I am going to have a biased response likely, because I also work as a clinical research coordinator in a cancer dept (peds though). While it lacks direct patient contact, you get a lot of exposure to the physicians themselves, their research, the protocols, data reporting, IRB requirements, etc. I think this is very valuable.

This combined with your volunteer work in a clinical setting and shadowing physicians and the nutrition/personal training I think should be sufficient. This is all just my opinion though. I think making the personal training/nutrition angle work for you is a matter of how you present it. In your personal statement or AMCAS, if you present it as "training clients: exercise testing & prescription, designing programs, and consulting in fitness and nutrition" as you did here, well that sounds impressive to me.

If you are bored and WANT a different job in the hospital, like as a research coordinator with patient experience or a secretarial-type job in an inpatient unit, then by all means go for it. But if you will make more money in your present position and are happy with it, I'd likely stay put.

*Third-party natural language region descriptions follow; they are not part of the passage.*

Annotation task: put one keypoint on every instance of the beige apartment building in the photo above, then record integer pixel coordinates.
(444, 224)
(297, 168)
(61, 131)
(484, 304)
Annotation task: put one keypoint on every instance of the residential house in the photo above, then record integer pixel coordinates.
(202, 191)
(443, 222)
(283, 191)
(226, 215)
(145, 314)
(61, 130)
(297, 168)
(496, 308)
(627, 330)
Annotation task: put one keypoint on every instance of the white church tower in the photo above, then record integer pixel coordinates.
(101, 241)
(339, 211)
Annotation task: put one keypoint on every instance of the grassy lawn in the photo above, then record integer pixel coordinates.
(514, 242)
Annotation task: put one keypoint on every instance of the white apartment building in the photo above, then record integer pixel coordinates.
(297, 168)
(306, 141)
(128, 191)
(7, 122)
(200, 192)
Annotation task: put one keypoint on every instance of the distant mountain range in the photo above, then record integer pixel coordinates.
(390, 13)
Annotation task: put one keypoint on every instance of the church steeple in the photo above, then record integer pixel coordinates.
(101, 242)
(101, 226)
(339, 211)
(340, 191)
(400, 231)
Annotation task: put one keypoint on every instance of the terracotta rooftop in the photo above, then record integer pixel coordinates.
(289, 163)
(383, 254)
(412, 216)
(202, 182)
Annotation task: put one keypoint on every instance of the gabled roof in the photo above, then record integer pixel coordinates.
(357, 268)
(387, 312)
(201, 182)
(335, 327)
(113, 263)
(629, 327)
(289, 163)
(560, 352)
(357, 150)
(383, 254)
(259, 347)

However, is there is an opportunity for you to go beyond your present duties in just working with protocols and data management? Are there any non-cooperative group trials for example going on in your department? Any chart review or registry studies? Do any of your physicians need assistance with writing manuscripts or review articles? Those additional activities would be good if they are available (and you don't already do them).

I am interested to know how other people would answer one of your questions: "does working in clinical research (no patient contact) serve as clinical or research experience?" Since I am in the same boat, I'd like to know what it would be considered. Thanks!
 
This must be common ground for ambitious premeds. I too worked as a clinical research assistant, managing oncology data at Georgetown with little to no patient contact. Then accepted a better research coordinator position at an Army Medical center dealing with brain injury. I changed jobs not only cause my pay nearly doubled but, i wanted the patient contact and wanted the ability to use my master's in neuroscience. With that being said, I think any type of research experience is better than none.

Like the previous member had mentioned anything above and beyond your present duties would be helpful. I remember offering my services to help with abstracts, posters...lit reviews etc. this also helps you develop a rapore with a few physicians that may write you letters of recs.

I didnt switch over to patient contact because I thought it would be 'better', I just knew I would be happier working in that particular setting. I guess this way, I covered both aspects....but not intentially.

Sorry, if i couldnt offer a definitive answer.